UK: Lost nets prove death traps for rare sharks
A "GHOST" fishery in the deep waters off the west coast of Scotland and Ireland is causing incalculable damage to vulnerable species of shark, delegates at a key fisheries conference will be warned this week.
Hundreds of miles of lost and discarded nets, left to drift on the slopes of the Atlantic, are death traps for fragile stocks of deepwater sharks, according to a report to be presented at the conference in Aberdeen of the International Council for the Exploration of the Seas.
Its authors are calling for action to be taken to manage the uncontrolled fishery to prevent an ecological disaster.

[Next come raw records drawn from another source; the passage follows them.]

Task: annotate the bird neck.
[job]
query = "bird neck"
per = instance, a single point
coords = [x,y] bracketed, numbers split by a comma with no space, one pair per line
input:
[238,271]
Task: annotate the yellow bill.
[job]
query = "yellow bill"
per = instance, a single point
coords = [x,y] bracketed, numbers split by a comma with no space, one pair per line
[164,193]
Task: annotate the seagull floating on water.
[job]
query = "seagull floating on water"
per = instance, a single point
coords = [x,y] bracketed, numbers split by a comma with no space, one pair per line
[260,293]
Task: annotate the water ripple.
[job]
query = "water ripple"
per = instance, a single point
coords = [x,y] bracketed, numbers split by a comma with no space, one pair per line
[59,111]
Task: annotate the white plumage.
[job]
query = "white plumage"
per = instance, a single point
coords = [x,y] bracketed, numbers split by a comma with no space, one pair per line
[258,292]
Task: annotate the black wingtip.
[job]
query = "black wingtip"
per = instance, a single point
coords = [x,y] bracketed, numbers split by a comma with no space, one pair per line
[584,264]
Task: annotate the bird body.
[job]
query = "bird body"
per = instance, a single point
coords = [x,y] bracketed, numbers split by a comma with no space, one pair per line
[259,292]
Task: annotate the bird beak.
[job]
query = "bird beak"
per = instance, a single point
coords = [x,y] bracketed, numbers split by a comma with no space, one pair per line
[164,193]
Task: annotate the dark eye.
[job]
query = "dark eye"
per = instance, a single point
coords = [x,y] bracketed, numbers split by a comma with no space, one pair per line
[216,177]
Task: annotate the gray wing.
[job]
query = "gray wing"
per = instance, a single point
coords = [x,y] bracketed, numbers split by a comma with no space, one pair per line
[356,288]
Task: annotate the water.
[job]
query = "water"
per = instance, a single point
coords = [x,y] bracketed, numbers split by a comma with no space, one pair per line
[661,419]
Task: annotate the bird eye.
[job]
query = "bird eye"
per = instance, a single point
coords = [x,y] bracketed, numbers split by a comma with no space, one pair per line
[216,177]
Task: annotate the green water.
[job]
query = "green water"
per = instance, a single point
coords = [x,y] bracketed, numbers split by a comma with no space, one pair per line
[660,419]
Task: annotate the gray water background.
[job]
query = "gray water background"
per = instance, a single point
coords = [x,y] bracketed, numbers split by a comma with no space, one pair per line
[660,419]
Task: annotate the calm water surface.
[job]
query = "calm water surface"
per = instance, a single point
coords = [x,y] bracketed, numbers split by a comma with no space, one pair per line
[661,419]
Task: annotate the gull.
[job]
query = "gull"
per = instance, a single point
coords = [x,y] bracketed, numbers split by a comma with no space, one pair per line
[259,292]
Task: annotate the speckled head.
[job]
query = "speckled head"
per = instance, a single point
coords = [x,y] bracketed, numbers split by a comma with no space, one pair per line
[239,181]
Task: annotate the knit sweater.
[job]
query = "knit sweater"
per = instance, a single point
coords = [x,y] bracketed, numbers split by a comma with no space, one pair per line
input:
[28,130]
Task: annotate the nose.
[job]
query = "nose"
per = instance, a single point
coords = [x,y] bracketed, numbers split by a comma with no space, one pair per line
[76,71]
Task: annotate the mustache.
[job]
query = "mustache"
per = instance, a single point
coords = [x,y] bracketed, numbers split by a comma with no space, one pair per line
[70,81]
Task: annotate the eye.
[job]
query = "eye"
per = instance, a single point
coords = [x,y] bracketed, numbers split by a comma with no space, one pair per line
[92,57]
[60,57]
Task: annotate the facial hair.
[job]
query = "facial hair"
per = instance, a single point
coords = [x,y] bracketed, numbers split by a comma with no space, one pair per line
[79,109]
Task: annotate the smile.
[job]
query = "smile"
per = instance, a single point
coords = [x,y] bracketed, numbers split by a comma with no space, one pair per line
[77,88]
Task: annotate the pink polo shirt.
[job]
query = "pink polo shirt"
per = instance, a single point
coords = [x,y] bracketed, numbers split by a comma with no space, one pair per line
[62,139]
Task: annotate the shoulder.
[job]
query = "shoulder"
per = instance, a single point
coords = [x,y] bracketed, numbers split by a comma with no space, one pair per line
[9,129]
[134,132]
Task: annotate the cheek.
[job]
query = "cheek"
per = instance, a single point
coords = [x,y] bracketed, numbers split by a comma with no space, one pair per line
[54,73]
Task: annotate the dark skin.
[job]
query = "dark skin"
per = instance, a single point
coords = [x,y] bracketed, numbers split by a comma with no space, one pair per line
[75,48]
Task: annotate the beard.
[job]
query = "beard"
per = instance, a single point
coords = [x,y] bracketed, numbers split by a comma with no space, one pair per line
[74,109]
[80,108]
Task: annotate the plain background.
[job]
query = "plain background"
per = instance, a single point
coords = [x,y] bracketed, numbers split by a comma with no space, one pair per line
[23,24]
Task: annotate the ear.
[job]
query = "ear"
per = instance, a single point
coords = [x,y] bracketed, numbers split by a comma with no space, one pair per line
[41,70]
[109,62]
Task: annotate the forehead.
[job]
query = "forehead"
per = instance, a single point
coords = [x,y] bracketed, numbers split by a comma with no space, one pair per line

The report by scientists at the Marine Institute in Iceland, Britain's Sea Fish Industry Authority, the Norwegian Directorate of Fisheries and the Irish Marine Institute, reveals that since the mid 1990s a fleet of up to 50 vessels have been using "gill nets" to enmesh fish on the continental slopes to the west of the Scottish and Irish coasts and to the north of Shetland.
The vessels, though mostly based in Spain, are registered in the UK, Germany and countries outside the EU.
The boats, fishing at depths of between 200 and 1,200 metres, are targeting lucrative monkfish stocks and deepwater sharks, such as the Leafscale gulper shark and the siki shark, also called the Portuguese dogfish.
The report says the vessels together have up to 5,400 miles of gill nets at sea at any one time and leave them drifting for up to ten days. But gear is being lost and nets deliberately dumped, creating a deadly "ghost" fishery.
It says: "Essentially these fisheries remain totally unrestricted.
"The nets are left fishing unattended and hauled every three to ten days. The amount of fishing gear used, and the fact that the nets are unattended much of the time, make it very likely a large quantity of nets are lost, while there is also evidence of illegal dumping of netting.
Action is urgently needed to properly monitor and control these fisheries."